É importante lembrar que o transporte marítimo de cargas internacionais é controlado pelo sistema Mercante. Entenda como funciona.

O Conhecimento de Embarque Marítimo é a única documentação que pode ser emitida com mais de uma via original, de acordo com a necessidade determinada pelo embarcador.

Quais são os principais tipos de conhecimento?

O Conhecimento do Embarque Marítimo pode ser feito de três maneiras diferentes, dependendo da necessidade da operação. Confira os detalhes a seguir:

Porto a porto

Documento que cobre a carga apenas durante o trajeto marítimo, do embarque ao porto de destino. Modalidade geralmente utilizada para embarque em navios de linhas regulares.

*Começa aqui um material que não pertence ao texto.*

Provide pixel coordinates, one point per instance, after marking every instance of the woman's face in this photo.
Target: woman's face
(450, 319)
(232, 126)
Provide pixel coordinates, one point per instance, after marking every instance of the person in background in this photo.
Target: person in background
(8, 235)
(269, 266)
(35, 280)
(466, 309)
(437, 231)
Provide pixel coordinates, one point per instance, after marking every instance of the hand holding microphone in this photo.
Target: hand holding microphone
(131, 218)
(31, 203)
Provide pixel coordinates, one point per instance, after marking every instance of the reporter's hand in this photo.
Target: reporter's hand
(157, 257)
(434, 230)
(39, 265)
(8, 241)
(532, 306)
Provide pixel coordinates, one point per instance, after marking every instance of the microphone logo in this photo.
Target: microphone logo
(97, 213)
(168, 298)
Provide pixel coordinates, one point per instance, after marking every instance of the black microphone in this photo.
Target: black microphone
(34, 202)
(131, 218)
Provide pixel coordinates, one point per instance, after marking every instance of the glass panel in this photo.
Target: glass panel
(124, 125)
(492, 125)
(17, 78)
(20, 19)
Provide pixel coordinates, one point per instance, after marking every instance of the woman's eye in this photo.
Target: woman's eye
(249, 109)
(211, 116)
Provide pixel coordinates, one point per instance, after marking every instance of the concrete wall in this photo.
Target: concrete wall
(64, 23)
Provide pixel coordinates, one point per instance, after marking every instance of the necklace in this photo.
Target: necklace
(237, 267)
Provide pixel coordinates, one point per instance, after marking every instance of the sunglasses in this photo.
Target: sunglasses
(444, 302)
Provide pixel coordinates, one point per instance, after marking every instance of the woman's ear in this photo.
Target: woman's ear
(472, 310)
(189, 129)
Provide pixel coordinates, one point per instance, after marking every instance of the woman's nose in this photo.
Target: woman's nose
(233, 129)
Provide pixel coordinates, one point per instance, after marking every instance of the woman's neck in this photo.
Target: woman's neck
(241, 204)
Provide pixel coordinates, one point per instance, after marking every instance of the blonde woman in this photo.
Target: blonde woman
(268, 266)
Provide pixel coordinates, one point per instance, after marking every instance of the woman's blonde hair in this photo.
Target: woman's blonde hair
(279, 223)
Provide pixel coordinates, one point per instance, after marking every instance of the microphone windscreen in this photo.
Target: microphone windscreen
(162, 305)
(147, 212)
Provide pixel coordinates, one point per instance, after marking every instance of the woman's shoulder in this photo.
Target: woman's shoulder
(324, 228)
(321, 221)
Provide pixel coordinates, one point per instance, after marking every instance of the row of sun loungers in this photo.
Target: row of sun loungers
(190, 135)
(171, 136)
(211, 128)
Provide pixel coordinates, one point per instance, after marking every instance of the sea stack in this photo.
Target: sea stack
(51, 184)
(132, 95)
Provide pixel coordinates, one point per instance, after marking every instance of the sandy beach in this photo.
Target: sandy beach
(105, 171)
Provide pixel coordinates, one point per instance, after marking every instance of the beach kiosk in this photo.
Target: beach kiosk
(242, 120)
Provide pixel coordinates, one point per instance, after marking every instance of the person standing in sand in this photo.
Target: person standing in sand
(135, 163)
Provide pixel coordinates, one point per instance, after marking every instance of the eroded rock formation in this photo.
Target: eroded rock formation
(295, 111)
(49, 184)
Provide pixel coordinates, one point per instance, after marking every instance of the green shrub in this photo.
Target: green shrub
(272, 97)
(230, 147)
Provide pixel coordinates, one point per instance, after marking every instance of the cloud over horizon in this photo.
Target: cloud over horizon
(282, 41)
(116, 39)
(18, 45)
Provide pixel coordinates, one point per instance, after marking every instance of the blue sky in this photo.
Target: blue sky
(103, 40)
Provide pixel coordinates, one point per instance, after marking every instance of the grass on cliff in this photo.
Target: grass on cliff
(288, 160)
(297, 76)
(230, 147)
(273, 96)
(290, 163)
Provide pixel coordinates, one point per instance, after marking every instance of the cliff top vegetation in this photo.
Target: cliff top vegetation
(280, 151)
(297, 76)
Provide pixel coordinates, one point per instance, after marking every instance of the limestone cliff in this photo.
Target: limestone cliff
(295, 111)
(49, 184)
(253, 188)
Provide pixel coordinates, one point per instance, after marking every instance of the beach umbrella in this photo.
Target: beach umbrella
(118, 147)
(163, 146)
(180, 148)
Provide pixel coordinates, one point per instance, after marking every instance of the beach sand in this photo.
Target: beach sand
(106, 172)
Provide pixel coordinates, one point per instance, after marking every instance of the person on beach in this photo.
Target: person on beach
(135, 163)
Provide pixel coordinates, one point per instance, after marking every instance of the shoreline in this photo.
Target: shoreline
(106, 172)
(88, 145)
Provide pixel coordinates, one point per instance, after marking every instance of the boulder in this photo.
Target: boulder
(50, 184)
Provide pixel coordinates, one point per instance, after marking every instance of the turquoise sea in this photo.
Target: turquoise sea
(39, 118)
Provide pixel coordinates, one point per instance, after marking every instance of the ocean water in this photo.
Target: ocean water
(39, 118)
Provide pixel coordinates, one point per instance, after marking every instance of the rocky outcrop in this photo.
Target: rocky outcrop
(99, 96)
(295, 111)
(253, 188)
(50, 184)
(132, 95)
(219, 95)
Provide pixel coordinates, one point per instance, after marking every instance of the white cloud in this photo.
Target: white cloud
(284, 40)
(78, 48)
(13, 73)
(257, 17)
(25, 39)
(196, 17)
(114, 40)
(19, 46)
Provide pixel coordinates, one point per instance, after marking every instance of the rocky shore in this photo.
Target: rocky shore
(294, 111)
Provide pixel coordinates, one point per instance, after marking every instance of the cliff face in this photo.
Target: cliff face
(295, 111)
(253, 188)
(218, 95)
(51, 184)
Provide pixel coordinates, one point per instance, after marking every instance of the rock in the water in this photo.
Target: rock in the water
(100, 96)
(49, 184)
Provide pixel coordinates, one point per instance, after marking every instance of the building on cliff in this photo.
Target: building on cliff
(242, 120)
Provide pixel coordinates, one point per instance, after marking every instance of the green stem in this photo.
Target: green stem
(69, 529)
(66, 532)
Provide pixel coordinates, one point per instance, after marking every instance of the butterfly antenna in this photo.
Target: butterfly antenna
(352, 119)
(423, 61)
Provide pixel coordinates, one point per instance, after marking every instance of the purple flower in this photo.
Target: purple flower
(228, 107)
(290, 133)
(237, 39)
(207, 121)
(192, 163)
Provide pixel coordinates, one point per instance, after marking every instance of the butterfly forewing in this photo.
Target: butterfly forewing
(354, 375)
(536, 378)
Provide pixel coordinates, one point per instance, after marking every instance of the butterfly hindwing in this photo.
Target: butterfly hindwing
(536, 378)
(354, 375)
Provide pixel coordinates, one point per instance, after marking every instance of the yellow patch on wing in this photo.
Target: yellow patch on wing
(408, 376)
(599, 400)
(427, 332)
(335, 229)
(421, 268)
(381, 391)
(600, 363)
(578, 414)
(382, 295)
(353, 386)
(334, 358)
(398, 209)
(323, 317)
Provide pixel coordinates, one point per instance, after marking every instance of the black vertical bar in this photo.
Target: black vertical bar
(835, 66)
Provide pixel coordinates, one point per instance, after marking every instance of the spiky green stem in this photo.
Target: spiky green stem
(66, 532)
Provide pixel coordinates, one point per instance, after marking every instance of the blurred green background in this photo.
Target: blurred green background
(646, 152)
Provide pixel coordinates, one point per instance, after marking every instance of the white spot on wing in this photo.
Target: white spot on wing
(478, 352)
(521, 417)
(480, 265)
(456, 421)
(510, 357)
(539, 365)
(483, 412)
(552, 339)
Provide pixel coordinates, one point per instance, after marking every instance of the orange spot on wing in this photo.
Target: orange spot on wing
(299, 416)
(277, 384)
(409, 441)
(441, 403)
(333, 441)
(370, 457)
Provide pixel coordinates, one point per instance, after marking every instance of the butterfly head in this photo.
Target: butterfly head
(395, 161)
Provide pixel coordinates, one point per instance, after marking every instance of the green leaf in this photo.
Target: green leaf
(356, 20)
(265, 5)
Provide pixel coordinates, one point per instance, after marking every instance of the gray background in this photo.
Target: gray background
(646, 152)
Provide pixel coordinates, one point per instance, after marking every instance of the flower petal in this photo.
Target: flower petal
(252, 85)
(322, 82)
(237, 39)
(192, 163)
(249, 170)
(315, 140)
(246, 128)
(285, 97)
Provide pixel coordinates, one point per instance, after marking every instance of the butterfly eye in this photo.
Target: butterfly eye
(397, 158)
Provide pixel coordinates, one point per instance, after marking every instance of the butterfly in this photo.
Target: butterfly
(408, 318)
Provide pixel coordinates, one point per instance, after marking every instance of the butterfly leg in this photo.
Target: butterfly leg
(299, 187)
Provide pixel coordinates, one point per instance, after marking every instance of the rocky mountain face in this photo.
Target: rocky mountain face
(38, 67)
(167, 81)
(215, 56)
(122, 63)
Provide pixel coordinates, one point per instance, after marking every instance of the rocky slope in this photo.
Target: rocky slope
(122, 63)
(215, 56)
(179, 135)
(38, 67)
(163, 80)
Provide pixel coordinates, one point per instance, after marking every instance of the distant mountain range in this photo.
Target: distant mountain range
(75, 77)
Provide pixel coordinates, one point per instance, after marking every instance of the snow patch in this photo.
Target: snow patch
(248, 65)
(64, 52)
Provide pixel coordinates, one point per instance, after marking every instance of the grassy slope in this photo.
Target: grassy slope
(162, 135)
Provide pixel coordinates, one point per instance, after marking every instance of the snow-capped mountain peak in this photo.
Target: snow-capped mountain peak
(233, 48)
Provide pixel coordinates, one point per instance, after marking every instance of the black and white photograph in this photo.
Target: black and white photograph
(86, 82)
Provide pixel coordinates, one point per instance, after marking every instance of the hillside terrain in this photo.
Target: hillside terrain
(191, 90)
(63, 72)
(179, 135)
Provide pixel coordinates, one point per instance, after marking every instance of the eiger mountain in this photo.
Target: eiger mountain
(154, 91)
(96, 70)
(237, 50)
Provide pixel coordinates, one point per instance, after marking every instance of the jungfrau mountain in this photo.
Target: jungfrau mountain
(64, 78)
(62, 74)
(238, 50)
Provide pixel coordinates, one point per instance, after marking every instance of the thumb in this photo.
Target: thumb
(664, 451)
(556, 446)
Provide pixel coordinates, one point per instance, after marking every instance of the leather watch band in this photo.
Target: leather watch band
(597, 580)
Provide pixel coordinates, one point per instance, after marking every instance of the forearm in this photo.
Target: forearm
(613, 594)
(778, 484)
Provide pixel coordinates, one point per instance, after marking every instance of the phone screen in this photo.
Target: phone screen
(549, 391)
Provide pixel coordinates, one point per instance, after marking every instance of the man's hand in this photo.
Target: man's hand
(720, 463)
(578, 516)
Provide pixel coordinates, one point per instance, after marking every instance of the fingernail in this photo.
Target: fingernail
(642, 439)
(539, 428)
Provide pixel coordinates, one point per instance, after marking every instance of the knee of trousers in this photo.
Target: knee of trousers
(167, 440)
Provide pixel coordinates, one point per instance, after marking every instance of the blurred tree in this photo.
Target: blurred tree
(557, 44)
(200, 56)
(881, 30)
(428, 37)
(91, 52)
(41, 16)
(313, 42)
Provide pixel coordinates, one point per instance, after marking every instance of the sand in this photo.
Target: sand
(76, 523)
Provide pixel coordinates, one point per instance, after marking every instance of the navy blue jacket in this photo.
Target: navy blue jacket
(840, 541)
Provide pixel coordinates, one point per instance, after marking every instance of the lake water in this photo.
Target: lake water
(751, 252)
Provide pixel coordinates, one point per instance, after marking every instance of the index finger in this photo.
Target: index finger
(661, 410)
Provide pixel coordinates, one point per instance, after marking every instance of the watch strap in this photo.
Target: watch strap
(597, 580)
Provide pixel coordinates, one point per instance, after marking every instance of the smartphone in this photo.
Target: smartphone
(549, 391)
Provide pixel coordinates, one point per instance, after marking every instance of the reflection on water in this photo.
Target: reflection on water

Multimodal (THROUGH BILL OF LANDING)

Documento que contempla outros transportes além do marítimo, o que significa contratar um armador para transporte da mercadoria entre pontos terrestres ou portos. Neste caso, o documento deve cobrir o transporte em todo o trajeto multimodal, incluindo o frete especial. 

É a modalidade mais cômoda para os exportadores, uma vez que as responsabilidades operacionais acabam no momento da entrega de mercadoria no porto.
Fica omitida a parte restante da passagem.